Last years line up was way better but... Im heaps keen for the Offspring! Didnt know Garbage still existed. Anthrax is a definate! And Dragn Force and Six Feet Under!


----------



## leamos (Aug 8, 2012)

Flogging molly, blink, stone sour, offspring and of course metallica. All thats missing is tool and it'd be the ultimate 90's rock/metal line up.


----------



## monty00 (Aug 8, 2012)

Leamos, I haven't seen the lineup yet but I heard that A Perfect Circle will be there. :lol: Can anyone back this up?


----------



## leamos (Aug 8, 2012)

Here's the line up monty


----------



## Grogshla (Aug 8, 2012)

Keen to see Anthrax,Tallica, offspring and blink


----------



## Kc_read (Aug 8, 2012)

Im purely only going because of metallica because none of the hardcore bands going seem that good to me, ill do the whole day still and wander around, hopefully the second lineup brings some more decent music


----------



## Grogshla (Aug 8, 2012)

yeah mate. I read that metallica are planning to play their black album in full.
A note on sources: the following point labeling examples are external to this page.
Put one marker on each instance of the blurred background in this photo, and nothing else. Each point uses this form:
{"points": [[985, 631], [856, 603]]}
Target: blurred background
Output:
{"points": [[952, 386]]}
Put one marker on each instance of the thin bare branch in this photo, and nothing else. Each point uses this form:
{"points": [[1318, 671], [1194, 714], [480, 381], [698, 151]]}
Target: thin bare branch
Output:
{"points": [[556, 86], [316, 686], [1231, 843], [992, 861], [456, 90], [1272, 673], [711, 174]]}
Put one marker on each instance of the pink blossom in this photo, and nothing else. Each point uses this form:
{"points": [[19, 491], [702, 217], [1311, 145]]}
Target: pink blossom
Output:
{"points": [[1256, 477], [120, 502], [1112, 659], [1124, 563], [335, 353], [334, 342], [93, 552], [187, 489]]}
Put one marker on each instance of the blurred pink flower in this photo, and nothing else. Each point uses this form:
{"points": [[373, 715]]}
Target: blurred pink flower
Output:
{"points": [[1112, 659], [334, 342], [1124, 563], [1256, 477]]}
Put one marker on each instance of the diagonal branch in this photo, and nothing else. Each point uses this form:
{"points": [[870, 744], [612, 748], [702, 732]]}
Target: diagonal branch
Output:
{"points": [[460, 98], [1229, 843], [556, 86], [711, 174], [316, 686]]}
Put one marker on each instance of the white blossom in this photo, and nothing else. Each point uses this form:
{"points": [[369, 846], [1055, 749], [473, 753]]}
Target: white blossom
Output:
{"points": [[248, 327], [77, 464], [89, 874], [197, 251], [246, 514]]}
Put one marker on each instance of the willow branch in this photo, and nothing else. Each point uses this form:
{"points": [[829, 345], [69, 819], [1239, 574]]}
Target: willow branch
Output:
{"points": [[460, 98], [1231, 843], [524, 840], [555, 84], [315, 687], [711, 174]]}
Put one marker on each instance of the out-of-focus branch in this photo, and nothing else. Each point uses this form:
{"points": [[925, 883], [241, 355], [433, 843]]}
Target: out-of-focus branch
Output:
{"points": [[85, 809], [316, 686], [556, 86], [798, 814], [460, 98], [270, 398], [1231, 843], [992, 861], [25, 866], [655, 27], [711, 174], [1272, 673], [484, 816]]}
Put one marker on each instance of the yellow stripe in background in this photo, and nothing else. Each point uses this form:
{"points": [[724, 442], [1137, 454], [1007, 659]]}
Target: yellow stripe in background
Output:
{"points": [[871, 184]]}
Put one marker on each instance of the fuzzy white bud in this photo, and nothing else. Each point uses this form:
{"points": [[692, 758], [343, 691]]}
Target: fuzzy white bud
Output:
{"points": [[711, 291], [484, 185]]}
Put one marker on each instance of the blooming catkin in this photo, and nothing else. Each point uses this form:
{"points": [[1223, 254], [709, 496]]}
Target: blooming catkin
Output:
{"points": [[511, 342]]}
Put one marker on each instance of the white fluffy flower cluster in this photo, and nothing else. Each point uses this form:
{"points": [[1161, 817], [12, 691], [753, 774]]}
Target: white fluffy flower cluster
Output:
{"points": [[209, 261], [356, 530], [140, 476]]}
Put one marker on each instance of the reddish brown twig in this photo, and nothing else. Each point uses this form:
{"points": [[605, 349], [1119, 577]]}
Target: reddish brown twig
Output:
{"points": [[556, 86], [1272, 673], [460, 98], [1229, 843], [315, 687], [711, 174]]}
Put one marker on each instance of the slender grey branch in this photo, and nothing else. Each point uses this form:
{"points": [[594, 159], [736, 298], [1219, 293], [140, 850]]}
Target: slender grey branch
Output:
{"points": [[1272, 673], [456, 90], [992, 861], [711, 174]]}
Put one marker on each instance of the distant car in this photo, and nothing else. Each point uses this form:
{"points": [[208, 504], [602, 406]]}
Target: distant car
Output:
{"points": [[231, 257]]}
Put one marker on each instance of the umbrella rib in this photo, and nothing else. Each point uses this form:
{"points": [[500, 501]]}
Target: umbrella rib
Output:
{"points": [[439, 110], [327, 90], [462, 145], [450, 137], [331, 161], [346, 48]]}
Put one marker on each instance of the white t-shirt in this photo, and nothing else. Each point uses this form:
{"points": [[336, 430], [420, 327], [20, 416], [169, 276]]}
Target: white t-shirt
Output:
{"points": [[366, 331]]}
But not sure how good the source is. 
With metallica confirmed you will see more good bands being attached on the second lineup!


----------



## Kc_read (Aug 8, 2012)

As long as its a massive set im happy, apparantly everyones getting bigger sets this year


----------



## nathancl (Aug 8, 2012)

I think im going to die! the last year and so far the next year has had the best lineups! linkin park and blink are going to be insane! different genre but the stereo lineup is just as epic if not more so!! so pumped for all the upcoming festivities!


----------



## K3nny (Aug 8, 2012)

VenomOOse said:


> I tend to hunt through some of the lesser known acts



here, you dropped these


----------



## Sock Puppet (Aug 8, 2012)

Metallica, Anthrax, Perfect Circle, Tomahawk, Kyuss (even without Nick)
I'm there


----------



## Colin (Aug 8, 2012)

Metallica, A Perfect Circle, Kyuss


----------



## thals (Aug 8, 2012)

Mainly keen on Metallica, Kyuss and Stone Sour but also keen to catch Garbage & APC. Can't wait!


----------



## Rob (Aug 8, 2012)

Anthrax & Flogging Molly. Metallica too, but not if they put too much focus on their post 89 stuff.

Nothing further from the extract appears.